I never intended to be a historian of religion or a freelance writer. I dreamed of being a university professor and spending my life teaching English literature. And for about 13 years, the very thought of religion filled me with weariness and a sense of failure. I had entered a convent when I was 17 years old and struggled in vain for seven years to become a good nun. For one thing, I was completely unable to pray. Every morning I would go into the chapel to make my meditate, and struggled with boredom, sleepiness and endless distractions. The heavens remained closed and God seemed distant and unreal. I also began to have grave doubts about some of the doctrines of the Church. How could anybody possibly know for certain that the man Jesus had been God incarnate and what did such a belief mean? Had God really created the world? Or had human beings created God? Eventually, with regret, I left my convent and, once freed of this burden of depression, doubt and inadequacy, I felt my belief in God slip quietly away.

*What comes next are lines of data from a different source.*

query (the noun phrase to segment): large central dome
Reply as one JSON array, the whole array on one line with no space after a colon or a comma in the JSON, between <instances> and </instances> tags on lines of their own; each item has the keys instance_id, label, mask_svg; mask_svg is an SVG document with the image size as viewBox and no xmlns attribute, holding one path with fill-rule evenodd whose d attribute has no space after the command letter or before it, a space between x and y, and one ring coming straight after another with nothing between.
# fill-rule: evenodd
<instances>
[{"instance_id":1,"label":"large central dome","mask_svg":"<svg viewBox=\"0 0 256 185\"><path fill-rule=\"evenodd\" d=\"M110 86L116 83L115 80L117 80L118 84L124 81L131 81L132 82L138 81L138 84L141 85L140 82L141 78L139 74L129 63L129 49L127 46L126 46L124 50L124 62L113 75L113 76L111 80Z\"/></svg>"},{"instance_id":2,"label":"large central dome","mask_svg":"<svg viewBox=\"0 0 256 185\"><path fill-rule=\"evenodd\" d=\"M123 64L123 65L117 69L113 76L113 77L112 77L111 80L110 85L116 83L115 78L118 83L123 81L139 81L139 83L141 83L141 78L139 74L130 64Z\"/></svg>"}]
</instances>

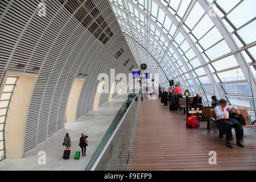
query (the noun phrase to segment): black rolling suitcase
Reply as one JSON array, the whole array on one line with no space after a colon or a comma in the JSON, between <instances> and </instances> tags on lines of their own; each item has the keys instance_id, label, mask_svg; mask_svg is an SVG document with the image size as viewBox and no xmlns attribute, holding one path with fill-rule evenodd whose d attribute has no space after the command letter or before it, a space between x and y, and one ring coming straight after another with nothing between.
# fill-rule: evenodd
<instances>
[{"instance_id":1,"label":"black rolling suitcase","mask_svg":"<svg viewBox=\"0 0 256 182\"><path fill-rule=\"evenodd\" d=\"M63 159L69 159L70 156L70 150L64 150L63 154Z\"/></svg>"}]
</instances>

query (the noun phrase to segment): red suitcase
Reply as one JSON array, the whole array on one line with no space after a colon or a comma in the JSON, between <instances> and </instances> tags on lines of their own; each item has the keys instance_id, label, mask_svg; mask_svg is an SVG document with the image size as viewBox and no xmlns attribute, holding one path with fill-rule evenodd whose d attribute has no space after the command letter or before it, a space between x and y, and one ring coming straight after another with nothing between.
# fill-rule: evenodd
<instances>
[{"instance_id":1,"label":"red suitcase","mask_svg":"<svg viewBox=\"0 0 256 182\"><path fill-rule=\"evenodd\" d=\"M196 115L192 114L187 118L186 126L187 127L197 127L200 125L199 119Z\"/></svg>"}]
</instances>

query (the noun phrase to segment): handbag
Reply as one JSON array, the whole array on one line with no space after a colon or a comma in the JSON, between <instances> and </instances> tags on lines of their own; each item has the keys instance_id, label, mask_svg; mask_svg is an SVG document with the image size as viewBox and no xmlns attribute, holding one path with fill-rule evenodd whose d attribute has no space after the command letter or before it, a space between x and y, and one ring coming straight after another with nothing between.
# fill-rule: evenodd
<instances>
[{"instance_id":1,"label":"handbag","mask_svg":"<svg viewBox=\"0 0 256 182\"><path fill-rule=\"evenodd\" d=\"M246 122L242 114L237 115L236 113L231 113L229 114L229 118L236 119L240 123L241 126L246 125Z\"/></svg>"}]
</instances>

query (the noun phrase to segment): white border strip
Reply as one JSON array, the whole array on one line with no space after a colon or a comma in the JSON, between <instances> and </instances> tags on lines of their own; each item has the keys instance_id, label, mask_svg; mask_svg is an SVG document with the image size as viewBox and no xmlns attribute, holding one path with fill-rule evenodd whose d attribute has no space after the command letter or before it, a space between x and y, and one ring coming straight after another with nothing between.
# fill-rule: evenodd
<instances>
[{"instance_id":1,"label":"white border strip","mask_svg":"<svg viewBox=\"0 0 256 182\"><path fill-rule=\"evenodd\" d=\"M108 147L109 147L109 144L110 144L110 142L112 141L114 136L115 135L115 133L117 132L117 130L118 130L121 125L122 125L122 123L123 121L123 119L125 119L125 117L126 116L127 113L128 113L128 111L130 110L130 108L131 107L131 105L133 104L133 102L134 102L134 100L135 100L135 98L137 96L138 96L138 94L134 97L134 99L133 100L133 102L131 102L131 104L130 105L129 107L128 107L128 109L127 110L126 112L125 113L125 115L123 115L123 117L122 118L122 120L119 122L118 125L117 125L117 127L115 128L115 130L113 133L112 135L111 135L111 136L109 138L109 140L108 141L107 143L104 146L104 148L103 148L102 150L101 151L100 155L98 156L98 158L94 162L93 166L91 167L89 171L95 171L95 169L96 168L97 166L98 166L98 163L100 163L101 158L102 158L103 155L104 155L105 152L106 152L106 150L107 150Z\"/></svg>"}]
</instances>

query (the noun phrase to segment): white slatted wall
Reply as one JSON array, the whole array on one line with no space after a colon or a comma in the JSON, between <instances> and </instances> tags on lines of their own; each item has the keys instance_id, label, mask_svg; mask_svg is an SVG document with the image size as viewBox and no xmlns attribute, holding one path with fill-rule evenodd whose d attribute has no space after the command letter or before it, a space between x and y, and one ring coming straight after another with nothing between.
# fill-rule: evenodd
<instances>
[{"instance_id":1,"label":"white slatted wall","mask_svg":"<svg viewBox=\"0 0 256 182\"><path fill-rule=\"evenodd\" d=\"M25 153L64 128L69 90L79 73L88 76L77 118L92 109L99 73L110 77L110 68L116 74L127 74L131 65L138 68L107 0L94 1L114 34L105 45L64 7L67 2L46 1L46 16L40 17L40 1L0 1L1 81L6 70L39 74L27 116ZM117 59L114 55L121 48L124 52ZM104 94L100 105L108 97Z\"/></svg>"}]
</instances>

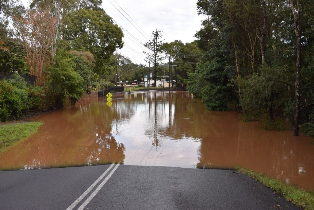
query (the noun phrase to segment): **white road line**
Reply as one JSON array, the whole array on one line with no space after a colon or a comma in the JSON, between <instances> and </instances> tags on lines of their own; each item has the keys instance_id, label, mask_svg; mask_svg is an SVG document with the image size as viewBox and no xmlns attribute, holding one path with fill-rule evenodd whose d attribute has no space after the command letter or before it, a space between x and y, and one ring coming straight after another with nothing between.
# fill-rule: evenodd
<instances>
[{"instance_id":1,"label":"white road line","mask_svg":"<svg viewBox=\"0 0 314 210\"><path fill-rule=\"evenodd\" d=\"M82 205L81 205L81 206L78 208L78 210L79 209L83 209L85 207L86 205L88 204L88 203L92 199L93 199L93 198L94 197L94 196L95 196L96 194L98 193L98 192L99 191L100 189L101 189L101 188L106 183L106 182L108 180L109 180L109 178L110 178L110 177L111 176L113 173L114 173L115 171L120 165L120 163L118 163L118 164L117 164L117 165L116 166L116 167L115 167L115 168L112 169L112 170L111 171L111 172L109 174L109 175L108 175L107 177L106 177L106 178L103 181L102 181L102 182L101 182L101 184L99 185L99 186L98 186L98 187L96 188L96 189L95 190L95 191L94 191L92 193L91 195L89 196L88 197L88 198L86 199L86 200L85 201L85 202L83 203L83 204L82 204Z\"/></svg>"},{"instance_id":2,"label":"white road line","mask_svg":"<svg viewBox=\"0 0 314 210\"><path fill-rule=\"evenodd\" d=\"M80 196L78 197L78 198L76 199L75 201L73 202L73 203L71 204L71 205L68 207L68 208L67 209L67 210L72 210L72 209L75 207L75 206L77 205L78 203L79 202L81 201L82 200L84 197L86 196L86 195L88 194L90 191L93 189L95 186L97 185L99 181L101 180L105 175L108 173L108 172L110 170L111 168L112 167L113 165L115 164L114 163L112 163L110 166L109 167L107 170L106 170L106 171L104 172L104 173L101 174L101 175L99 177L97 180L95 181L92 185L90 185L90 186L88 188L88 189L86 190L86 191L84 192L84 193L82 194Z\"/></svg>"}]
</instances>

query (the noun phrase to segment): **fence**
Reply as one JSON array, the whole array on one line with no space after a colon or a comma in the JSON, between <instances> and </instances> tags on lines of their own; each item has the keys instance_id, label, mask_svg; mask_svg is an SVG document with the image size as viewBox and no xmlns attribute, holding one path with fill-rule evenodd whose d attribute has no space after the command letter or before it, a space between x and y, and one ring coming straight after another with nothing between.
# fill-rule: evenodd
<instances>
[{"instance_id":1,"label":"fence","mask_svg":"<svg viewBox=\"0 0 314 210\"><path fill-rule=\"evenodd\" d=\"M31 85L34 86L35 81L36 80L36 76L30 75L26 75L25 74L19 73L18 74L21 76L25 82L29 85ZM5 72L0 72L0 80L4 79L10 80L14 78L14 75L12 73L9 74Z\"/></svg>"},{"instance_id":2,"label":"fence","mask_svg":"<svg viewBox=\"0 0 314 210\"><path fill-rule=\"evenodd\" d=\"M123 92L124 91L124 89L123 87L111 87L106 90L100 91L98 92L98 97L106 96L106 95L108 94L109 92L110 92L111 93L113 93Z\"/></svg>"}]
</instances>

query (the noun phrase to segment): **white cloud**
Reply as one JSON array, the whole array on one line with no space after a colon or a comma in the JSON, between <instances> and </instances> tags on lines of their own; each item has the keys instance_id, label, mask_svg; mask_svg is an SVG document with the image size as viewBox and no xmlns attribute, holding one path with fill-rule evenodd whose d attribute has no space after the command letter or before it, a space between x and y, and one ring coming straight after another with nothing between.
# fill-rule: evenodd
<instances>
[{"instance_id":1,"label":"white cloud","mask_svg":"<svg viewBox=\"0 0 314 210\"><path fill-rule=\"evenodd\" d=\"M115 0L122 8L145 31L143 31L120 8L114 0L103 0L103 8L106 13L142 43L148 41L153 30L163 32L162 39L171 42L176 40L183 43L191 42L197 31L201 28L203 16L197 14L197 0ZM141 34L110 3L111 2L143 35ZM126 45L142 55L124 47L121 53L128 56L134 63L146 64L143 48L135 44L126 36L131 36L123 31L126 36L123 41ZM134 39L132 38L134 40ZM140 44L137 42L139 45ZM130 52L131 51L131 52Z\"/></svg>"}]
</instances>

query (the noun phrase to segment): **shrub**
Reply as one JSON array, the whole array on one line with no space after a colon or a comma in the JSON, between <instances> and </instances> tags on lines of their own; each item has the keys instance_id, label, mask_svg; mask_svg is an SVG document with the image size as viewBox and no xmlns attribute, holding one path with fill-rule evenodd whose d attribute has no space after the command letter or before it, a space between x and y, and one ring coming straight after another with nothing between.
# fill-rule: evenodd
<instances>
[{"instance_id":1,"label":"shrub","mask_svg":"<svg viewBox=\"0 0 314 210\"><path fill-rule=\"evenodd\" d=\"M64 50L58 52L54 61L48 70L47 87L52 95L62 96L64 105L73 104L84 93L84 80L74 70L73 59Z\"/></svg>"},{"instance_id":2,"label":"shrub","mask_svg":"<svg viewBox=\"0 0 314 210\"><path fill-rule=\"evenodd\" d=\"M10 81L0 81L0 121L19 117L22 110L28 108L25 103L27 96L26 91L15 87Z\"/></svg>"}]
</instances>

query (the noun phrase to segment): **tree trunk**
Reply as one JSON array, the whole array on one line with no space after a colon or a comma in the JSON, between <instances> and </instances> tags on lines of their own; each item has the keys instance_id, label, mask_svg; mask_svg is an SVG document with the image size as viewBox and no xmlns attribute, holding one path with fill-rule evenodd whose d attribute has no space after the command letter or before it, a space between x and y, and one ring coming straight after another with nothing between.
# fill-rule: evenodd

I do not think my experience is unusual. Most of us first hear about God at about the same time as we are told about Santa Claus. Over the years, our ideas of Santa change, mature and develop, yet our idea of God can get stuck at an infantile level. We are not encouraged to develop it in the same way. But everything changed for me when I sat down to write a book called A History of God. I had expected it to follow the same line as my previous, somewhat skeptical books: I thought I would show how the concept of God had been constantly rejigged by theologians to answer current perplexities and needs. But this time, my circumstances were different. I had just suffered a major career disaster: my television career had folded in ignominy, I was very hard up; my friends had all disappeared, and I was living in a remote (cheap) part of London. All day and every day, I was alone—and in silence. Theology is poetry, and you cannot read a complex poem in a noisy nightclub; you need to have a quiet, receptive mind. Further, there was now no television crew to urge me on to be clever and provocative. There was just me and the text, and gradually, the words began to take on a new significance.

I suddenly found that I was learning a great deal from other religious traditions. From Judaism, I learned to never stop asking questions—about anything!—and never to imagine that I had come to the end of what I could know and say about God. Jews even refuse to speak God’s name, as a reminder that any human expression of the divine is so limited that it is potentially blasphemous. From the Eastern and the Russian Orthodox Christians, I learned that Jesus was the first human being to be totally possessed by God—just as Buddha was the first enlightened human being in our historical era—and that we can all be like him, even in this life. From the Quran, I learned that all religious traditions that teach justice, compassion and respect for all others have come from God. And I was enthralled to find this quotation from the great 13th-century Sufi philosopher Ibn Arabi:

Do not praise your own faith so exclusively that you disbelieve all the rest; if you do this you will miss much good. Nay, you will fail to realise the real truth of the matter. God the omnipresent and omniscient cannot be confined to any one creed, for he says in the Quran: "Wheresover ye turn, there is the face of Allah."